The present study contributes broadly to the substantial body of research comparing the persuasive efficacy of different message formats, which has yielded conflicting results: While some work shows that narratives and non-narratives are equally persuasive (Dunlop et al. 2010), other findings suggest that one format is superior to the other (Greene and Brinn 2003; Ratcliff and Sun 2020; Zebregs et al. 2015a). These diverging results suggest that a line of inquiry directed toward identifying when message format makes a difference in both initial and corrective persuasion may be fruitful. For instance, the claim and corrective contexts examined in the current work generally mirrored those that are encountered in news media. A recent meta-analysis (Freling et al. 2020) identified message content as a determinant of the persuasive efficacy of message format, such that narrative-based messages are more persuasive when emotional engagement is high (as when focal content involves a severe threat to health or oneself). It is similarly possible that the format of a corrective message may matter when the topic is emotionally engaging, but not in more generally informative scenarios such as those examined in the present work. In support of this position, it has been suggested that personal experiences of people affected by COVID-19 can serve to reduce misconceptions about the pandemic (Mheidly and Fares 2020).

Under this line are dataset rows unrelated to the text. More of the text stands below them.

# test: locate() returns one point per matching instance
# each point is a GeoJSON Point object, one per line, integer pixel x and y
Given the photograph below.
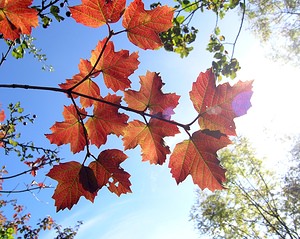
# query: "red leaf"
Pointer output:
{"type": "Point", "coordinates": [197, 157]}
{"type": "Point", "coordinates": [108, 167]}
{"type": "Point", "coordinates": [69, 131]}
{"type": "Point", "coordinates": [16, 18]}
{"type": "Point", "coordinates": [115, 66]}
{"type": "Point", "coordinates": [150, 96]}
{"type": "Point", "coordinates": [95, 13]}
{"type": "Point", "coordinates": [106, 120]}
{"type": "Point", "coordinates": [219, 105]}
{"type": "Point", "coordinates": [143, 26]}
{"type": "Point", "coordinates": [150, 138]}
{"type": "Point", "coordinates": [74, 180]}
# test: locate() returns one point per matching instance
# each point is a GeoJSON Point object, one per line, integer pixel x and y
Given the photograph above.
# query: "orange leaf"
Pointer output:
{"type": "Point", "coordinates": [69, 131]}
{"type": "Point", "coordinates": [16, 18]}
{"type": "Point", "coordinates": [197, 157]}
{"type": "Point", "coordinates": [143, 26]}
{"type": "Point", "coordinates": [219, 105]}
{"type": "Point", "coordinates": [87, 87]}
{"type": "Point", "coordinates": [150, 138]}
{"type": "Point", "coordinates": [95, 13]}
{"type": "Point", "coordinates": [74, 180]}
{"type": "Point", "coordinates": [108, 167]}
{"type": "Point", "coordinates": [106, 120]}
{"type": "Point", "coordinates": [150, 96]}
{"type": "Point", "coordinates": [2, 116]}
{"type": "Point", "coordinates": [116, 66]}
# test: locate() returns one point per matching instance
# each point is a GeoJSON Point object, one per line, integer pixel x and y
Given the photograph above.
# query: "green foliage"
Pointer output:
{"type": "Point", "coordinates": [179, 38]}
{"type": "Point", "coordinates": [10, 139]}
{"type": "Point", "coordinates": [26, 44]}
{"type": "Point", "coordinates": [253, 206]}
{"type": "Point", "coordinates": [278, 24]}
{"type": "Point", "coordinates": [19, 226]}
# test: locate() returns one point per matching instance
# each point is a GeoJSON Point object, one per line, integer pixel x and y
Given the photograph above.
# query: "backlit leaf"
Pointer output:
{"type": "Point", "coordinates": [74, 180]}
{"type": "Point", "coordinates": [108, 167]}
{"type": "Point", "coordinates": [150, 138]}
{"type": "Point", "coordinates": [69, 131]}
{"type": "Point", "coordinates": [219, 105]}
{"type": "Point", "coordinates": [115, 66]}
{"type": "Point", "coordinates": [150, 96]}
{"type": "Point", "coordinates": [143, 26]}
{"type": "Point", "coordinates": [95, 13]}
{"type": "Point", "coordinates": [87, 87]}
{"type": "Point", "coordinates": [197, 157]}
{"type": "Point", "coordinates": [16, 17]}
{"type": "Point", "coordinates": [106, 120]}
{"type": "Point", "coordinates": [2, 116]}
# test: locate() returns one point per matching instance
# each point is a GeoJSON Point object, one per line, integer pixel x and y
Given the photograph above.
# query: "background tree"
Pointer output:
{"type": "Point", "coordinates": [18, 224]}
{"type": "Point", "coordinates": [254, 204]}
{"type": "Point", "coordinates": [277, 23]}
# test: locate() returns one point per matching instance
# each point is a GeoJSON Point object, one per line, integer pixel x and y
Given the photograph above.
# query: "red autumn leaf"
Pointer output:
{"type": "Point", "coordinates": [17, 18]}
{"type": "Point", "coordinates": [108, 167]}
{"type": "Point", "coordinates": [74, 180]}
{"type": "Point", "coordinates": [150, 138]}
{"type": "Point", "coordinates": [82, 84]}
{"type": "Point", "coordinates": [36, 165]}
{"type": "Point", "coordinates": [115, 66]}
{"type": "Point", "coordinates": [2, 116]}
{"type": "Point", "coordinates": [150, 96]}
{"type": "Point", "coordinates": [219, 105]}
{"type": "Point", "coordinates": [143, 26]}
{"type": "Point", "coordinates": [106, 120]}
{"type": "Point", "coordinates": [69, 131]}
{"type": "Point", "coordinates": [197, 157]}
{"type": "Point", "coordinates": [95, 13]}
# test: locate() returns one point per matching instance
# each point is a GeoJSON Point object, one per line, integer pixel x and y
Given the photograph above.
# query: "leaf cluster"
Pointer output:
{"type": "Point", "coordinates": [146, 117]}
{"type": "Point", "coordinates": [253, 206]}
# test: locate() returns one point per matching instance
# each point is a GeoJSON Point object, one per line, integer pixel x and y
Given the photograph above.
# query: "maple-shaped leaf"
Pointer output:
{"type": "Point", "coordinates": [17, 18]}
{"type": "Point", "coordinates": [150, 96]}
{"type": "Point", "coordinates": [150, 138]}
{"type": "Point", "coordinates": [74, 180]}
{"type": "Point", "coordinates": [108, 167]}
{"type": "Point", "coordinates": [95, 13]}
{"type": "Point", "coordinates": [105, 120]}
{"type": "Point", "coordinates": [143, 26]}
{"type": "Point", "coordinates": [69, 131]}
{"type": "Point", "coordinates": [197, 157]}
{"type": "Point", "coordinates": [219, 105]}
{"type": "Point", "coordinates": [115, 66]}
{"type": "Point", "coordinates": [2, 116]}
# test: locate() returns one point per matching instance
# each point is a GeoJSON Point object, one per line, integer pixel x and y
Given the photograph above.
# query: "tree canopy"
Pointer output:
{"type": "Point", "coordinates": [257, 202]}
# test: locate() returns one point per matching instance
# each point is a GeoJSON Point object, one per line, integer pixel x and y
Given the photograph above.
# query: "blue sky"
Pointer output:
{"type": "Point", "coordinates": [157, 208]}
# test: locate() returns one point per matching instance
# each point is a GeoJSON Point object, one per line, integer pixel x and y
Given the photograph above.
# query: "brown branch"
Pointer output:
{"type": "Point", "coordinates": [46, 88]}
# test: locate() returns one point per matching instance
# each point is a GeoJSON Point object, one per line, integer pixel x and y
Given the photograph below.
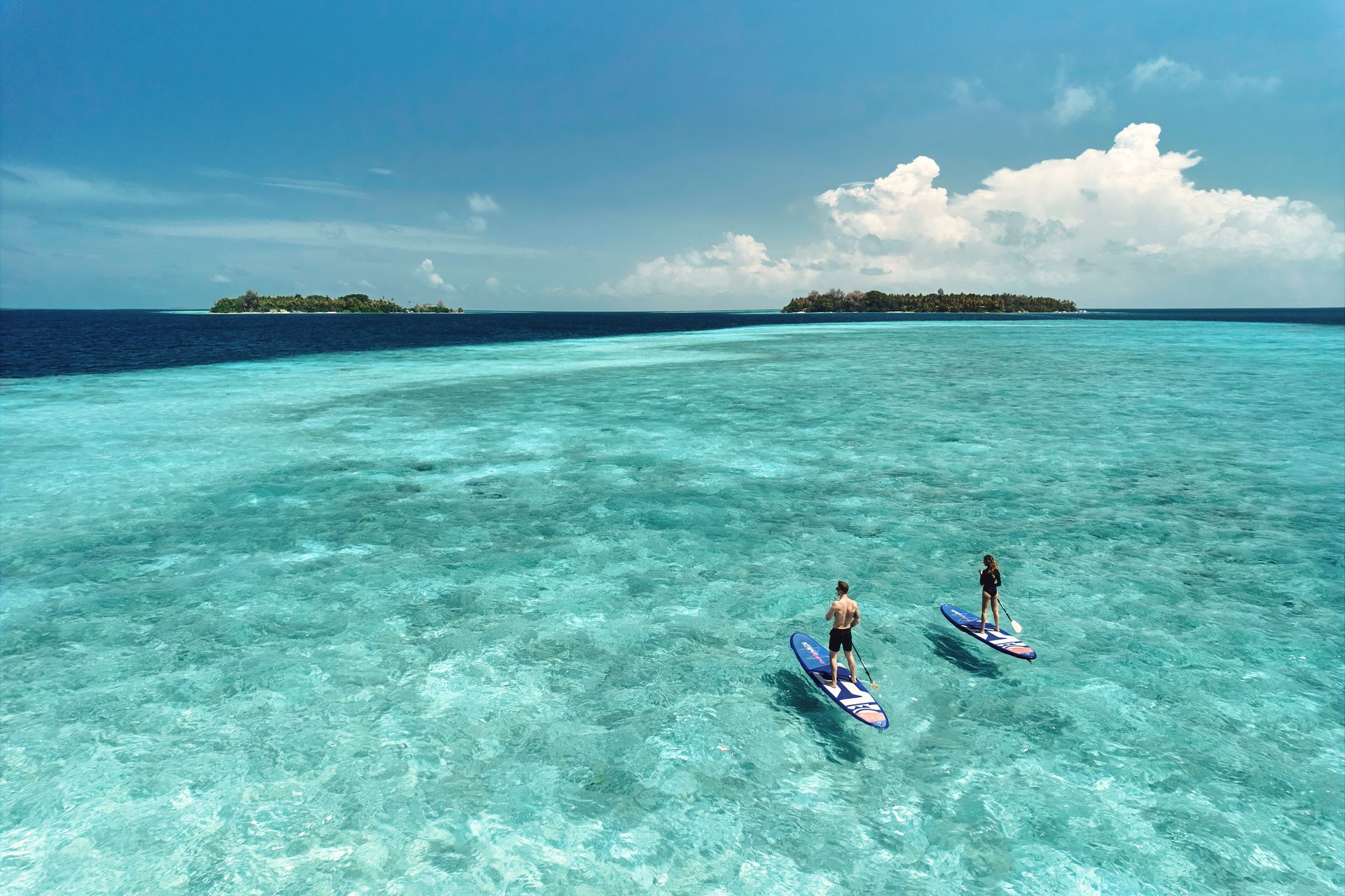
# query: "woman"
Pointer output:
{"type": "Point", "coordinates": [989, 591]}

A challenge in comparing the persuasive (or corrective) efficacy of narrative versus non-narrative messages lies in operationalizing message format in a way that is true to their conceptual definition but that does not also introduce confounds (van Krieken and Sanders 2019). While we carefully attempted to minimize confounds in the present work, there are several limitations. In fact, our efforts to make narrative and non-narrative messages as equivalent as possible on the dimensions of length and featured content may obscure differences on these dimensions that occur naturally. Further, while steps were taken to enhance external validity in the current work, participants in online experiments are not representative of the public at large, and engagement with the materials in such experiments is always somewhat contrived. Specifically, experimental procedures involving corrections are subject to demand characteristics, and participants are incentivized to pay attention to all presented information. Part of stories’ persuasive potential lies in their ability to attract and retain attention, which is particularly important in the modern media environment. Thus, future work examining the effect of message format on debunking efforts in a field context is warranted. Stories that are cocreated with the audience may be useful in addressing misinformation, particularly in contexts characterized by limited access to or engagement with high-quality, fact-oriented information sources. Moreover, approaches that jointly present evidence and narrative elements, such as narrative data visualization (e.g., Dove and Jones 2012), might provide a particularly promising approach for future interventions. What we can conclude from the present study, however, is that the narrative format, in itself, does not generally (i.e., under all conditions) produce an advantage when it comes to misinformation debunking.